Finis les délais. Trixia allait enfin être libre.

Deux jours plus tard, la nouvelle arriva. Trixia est prête.

Ezr rendit visite à Qiwi avant d’aller à la clinique de déFocalisation. Qiwi travaillait avec son père à la reconstruction du Parc. La plupart des arbres étaient morts, mais Ali Lin pensait pouvoir les ranimer. Même déFocalisé, il avait des idées merveilleuses pour le Parc. À présent, l’homme pouvait aussi aimer sa fille. Trixia sera comme cela, aussi libre qu’avant le cauchemar.

Qiwi parlait aux Araignées lorsque Ezr descendit le chemin qui traversait la forêt dévastée. Des chatons tournoyaient très haut dans le ciel, leur curiosité luttant avec l’arachnophobie.

— Pour le lac, nous voulons faire quelque chose de nouveau, libérer la forme, créer une écologie autonome.

Les Araignées étaient un peu plus grandes que Qiwi. En microgravité, ce n’était plus des créatures aplaties et basses sur pattes. La tension naturelle de leurs membres produisait une version araignée de la position humaine accroupie que favorisait une pesanteur nulle ; leurs bras et pattes fortement étirés sous le corps les rendaient grandes et minces. C’était la plus petite – Rhapsa Lighthill, probablement – qui parlait. Sa voix sifflante était presque musicale comparée à celle de Belga Underville.
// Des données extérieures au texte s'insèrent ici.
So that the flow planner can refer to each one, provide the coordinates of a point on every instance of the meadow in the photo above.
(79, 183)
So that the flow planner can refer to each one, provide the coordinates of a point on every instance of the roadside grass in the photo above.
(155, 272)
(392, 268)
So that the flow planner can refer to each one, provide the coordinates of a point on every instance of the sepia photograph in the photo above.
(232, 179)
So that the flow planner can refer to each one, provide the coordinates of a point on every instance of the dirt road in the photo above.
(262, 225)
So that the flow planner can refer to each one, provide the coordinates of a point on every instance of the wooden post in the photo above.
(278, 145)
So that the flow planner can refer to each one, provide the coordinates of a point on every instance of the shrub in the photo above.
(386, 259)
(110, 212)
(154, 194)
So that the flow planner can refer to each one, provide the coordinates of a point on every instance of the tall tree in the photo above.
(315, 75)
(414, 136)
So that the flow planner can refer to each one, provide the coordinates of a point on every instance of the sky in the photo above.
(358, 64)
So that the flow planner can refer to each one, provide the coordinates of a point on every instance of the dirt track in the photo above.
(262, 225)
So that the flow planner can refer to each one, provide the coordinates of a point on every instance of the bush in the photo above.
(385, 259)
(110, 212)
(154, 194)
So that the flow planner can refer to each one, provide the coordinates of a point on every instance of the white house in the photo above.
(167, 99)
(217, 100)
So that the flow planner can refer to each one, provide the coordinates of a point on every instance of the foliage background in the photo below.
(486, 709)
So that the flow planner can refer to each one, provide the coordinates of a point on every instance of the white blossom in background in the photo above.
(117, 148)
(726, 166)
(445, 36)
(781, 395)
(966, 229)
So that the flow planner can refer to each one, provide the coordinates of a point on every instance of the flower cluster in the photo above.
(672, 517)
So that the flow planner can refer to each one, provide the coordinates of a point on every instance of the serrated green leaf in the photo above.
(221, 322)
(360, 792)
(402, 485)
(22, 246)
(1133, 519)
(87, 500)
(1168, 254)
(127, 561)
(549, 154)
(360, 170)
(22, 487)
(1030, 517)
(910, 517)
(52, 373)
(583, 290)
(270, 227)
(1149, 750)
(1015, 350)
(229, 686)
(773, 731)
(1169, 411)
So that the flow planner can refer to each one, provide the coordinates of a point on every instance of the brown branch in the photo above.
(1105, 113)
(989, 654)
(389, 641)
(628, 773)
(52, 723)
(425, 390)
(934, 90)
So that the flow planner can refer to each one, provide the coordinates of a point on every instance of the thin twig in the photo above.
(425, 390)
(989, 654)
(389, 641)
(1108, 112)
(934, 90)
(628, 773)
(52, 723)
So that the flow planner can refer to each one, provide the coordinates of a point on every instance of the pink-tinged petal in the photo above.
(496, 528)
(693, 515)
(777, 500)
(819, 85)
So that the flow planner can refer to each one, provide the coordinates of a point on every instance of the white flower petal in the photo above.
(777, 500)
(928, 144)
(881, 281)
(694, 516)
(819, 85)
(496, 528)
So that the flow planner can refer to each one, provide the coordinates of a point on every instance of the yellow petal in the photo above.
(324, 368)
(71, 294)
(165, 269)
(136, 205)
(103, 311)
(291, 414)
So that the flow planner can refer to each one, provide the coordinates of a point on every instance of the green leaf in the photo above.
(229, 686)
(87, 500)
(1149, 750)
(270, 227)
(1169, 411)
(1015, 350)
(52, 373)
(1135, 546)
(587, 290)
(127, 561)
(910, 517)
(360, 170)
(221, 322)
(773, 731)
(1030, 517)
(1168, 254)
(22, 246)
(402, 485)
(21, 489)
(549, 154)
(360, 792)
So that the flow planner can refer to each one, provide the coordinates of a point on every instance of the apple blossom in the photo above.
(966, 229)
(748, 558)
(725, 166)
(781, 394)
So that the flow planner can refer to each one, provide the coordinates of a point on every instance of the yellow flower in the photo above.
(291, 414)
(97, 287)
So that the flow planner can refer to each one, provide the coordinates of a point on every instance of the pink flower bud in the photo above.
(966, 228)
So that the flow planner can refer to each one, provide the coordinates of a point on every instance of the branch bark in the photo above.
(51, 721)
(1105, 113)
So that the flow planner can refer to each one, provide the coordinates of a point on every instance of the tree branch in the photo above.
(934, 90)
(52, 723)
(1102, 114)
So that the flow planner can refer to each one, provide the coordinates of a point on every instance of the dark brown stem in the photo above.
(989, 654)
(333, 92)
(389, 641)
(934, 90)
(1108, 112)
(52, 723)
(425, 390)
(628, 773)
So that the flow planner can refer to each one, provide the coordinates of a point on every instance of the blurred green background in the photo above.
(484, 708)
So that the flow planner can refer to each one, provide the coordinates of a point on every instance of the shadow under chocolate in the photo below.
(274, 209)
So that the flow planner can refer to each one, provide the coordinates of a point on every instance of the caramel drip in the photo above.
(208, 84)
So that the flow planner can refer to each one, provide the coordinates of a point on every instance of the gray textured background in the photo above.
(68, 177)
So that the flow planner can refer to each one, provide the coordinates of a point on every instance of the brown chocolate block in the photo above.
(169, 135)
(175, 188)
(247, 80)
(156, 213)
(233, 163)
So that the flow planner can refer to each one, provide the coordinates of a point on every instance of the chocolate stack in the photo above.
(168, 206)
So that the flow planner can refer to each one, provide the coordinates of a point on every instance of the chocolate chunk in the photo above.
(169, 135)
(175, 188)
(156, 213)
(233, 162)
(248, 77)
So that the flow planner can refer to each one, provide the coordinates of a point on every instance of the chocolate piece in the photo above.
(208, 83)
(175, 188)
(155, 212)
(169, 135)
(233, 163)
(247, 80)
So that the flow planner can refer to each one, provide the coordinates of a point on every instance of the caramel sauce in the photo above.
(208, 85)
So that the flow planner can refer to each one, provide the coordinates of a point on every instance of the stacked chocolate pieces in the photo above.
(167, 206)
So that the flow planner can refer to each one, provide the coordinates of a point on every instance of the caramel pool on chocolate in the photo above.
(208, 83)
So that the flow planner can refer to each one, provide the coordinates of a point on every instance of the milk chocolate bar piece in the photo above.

— Nous vous observerons, mais je doute que beaucoup d’entre nous veuillent vivre ici. Nous voulons essayer de construire nos temp’s nous-mêmes.

Broute Zinmin traduisait sur le ton de la conversation enjouée. Peut-être était-il le dernier traducteur encore Focalisé.

Qiwi sourit à l’Araignée.

— Oui, je suis drôlement curieuse de voir ce que vous allez finalement faire. Je…

Elle leva les yeux et vit Ezr.

— Qiwi, je peux te parler ?

Elle s’approchait déjà de lui.

— Un instant, Rhapsa, s’il te plaît.

— Bien sûr.

Les Araignées se retirèrent sur la pointe des pieds, tandis que Zinmin continuait d’assaillir Ali Lin de questions.

Ezr et Qiwi se firent face, à trente centimètres seulement l’un de l’autre.

— Qiwi. Ils ont déFocalisé Trixia il y a environ deux mille secondes.

Elle réagit par un sourire radieux. Il y avait encore chez Qiwi une intensité enfantine. Surmontant toutes les épreuves de l’Exil, elle était demeurée un être humain et ouvert. Elle était à présent au centre de leurs négociations avec les Araignées – l’ingénieur dont elles avaient tenu à s’assurer les services en priorité. Ezr constatait maintenant l’étendue de ses talents, de la dynamique à la négociation pointue en passant par les biosciences. Qiwi représentait très bien l’esprit du Qeng Ho.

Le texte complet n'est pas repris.